Simplifying transformer blocks
Revisiting Transformer Architectures for Potential Efficiency Gains
Transformers have rapidly become integral to many state-of-the-art natural language processing (NLP) systems today. However, they are also notoriously complex neural network architectures that pose scaling challenges. A team of researchers from ETH Zurich recently published a paper methodically investigating opportunities to simplify transformer blocks without reducing performance or training efficiency. Their findings represent an initial step towards cheaper and faster transformers for NLP applications.
In this post, we'll take a look at how the researchers proposed to simplify the transformer architecture and some of the limitations of their approach. Let's go.
The Surging Popularity and Increasing Scrutiny Over Transformer Efficiency
Interest in transformer architectures exploded following pioneering work by Vaswani et al. in 2017 demonstrating their effectiveness on neural machine translation tasks.
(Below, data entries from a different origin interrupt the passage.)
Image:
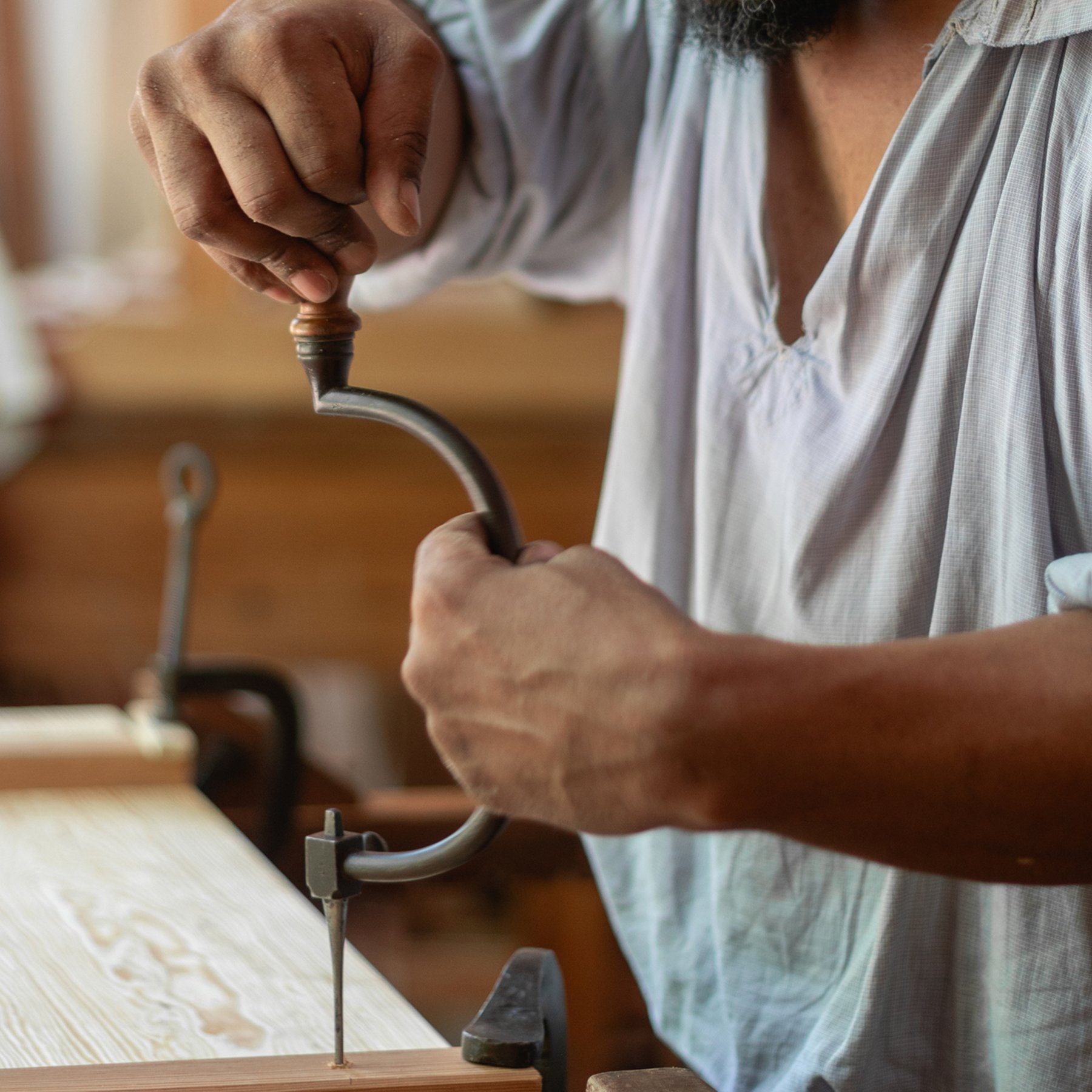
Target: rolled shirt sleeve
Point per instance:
(1070, 584)
(555, 94)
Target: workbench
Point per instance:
(139, 926)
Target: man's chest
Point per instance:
(831, 115)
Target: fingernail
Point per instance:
(355, 258)
(311, 285)
(411, 201)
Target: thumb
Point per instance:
(538, 551)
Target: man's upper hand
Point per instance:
(265, 128)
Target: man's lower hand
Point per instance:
(557, 688)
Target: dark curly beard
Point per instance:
(764, 30)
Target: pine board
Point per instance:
(138, 925)
(379, 1071)
(83, 746)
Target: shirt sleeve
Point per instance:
(555, 98)
(1070, 584)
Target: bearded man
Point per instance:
(827, 726)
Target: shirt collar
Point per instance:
(1006, 23)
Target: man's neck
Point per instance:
(834, 110)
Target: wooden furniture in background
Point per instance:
(20, 223)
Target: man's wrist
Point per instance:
(731, 746)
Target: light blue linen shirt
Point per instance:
(912, 465)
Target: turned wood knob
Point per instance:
(334, 319)
(325, 334)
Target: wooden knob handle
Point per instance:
(325, 334)
(332, 320)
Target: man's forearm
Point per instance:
(968, 755)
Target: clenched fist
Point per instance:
(562, 688)
(265, 128)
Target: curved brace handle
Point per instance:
(323, 334)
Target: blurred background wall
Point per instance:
(117, 339)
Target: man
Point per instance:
(854, 244)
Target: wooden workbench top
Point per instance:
(138, 925)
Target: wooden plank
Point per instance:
(379, 1071)
(86, 746)
(139, 925)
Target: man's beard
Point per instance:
(766, 30)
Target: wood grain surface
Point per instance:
(671, 1079)
(138, 925)
(387, 1070)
Since then, transformers have become ubiquitous across NLP, achieving state-of-the-art results on tasks like language modeling, question answering, and text classification.
Their popularity stems from the self-attention mechanism’s ability to directly model complex global dependencies throughout textual data. Attention provides more flexibility to learn relevant long-range relationships compared to recurrence in LSTMs or local reception fields in CNNs.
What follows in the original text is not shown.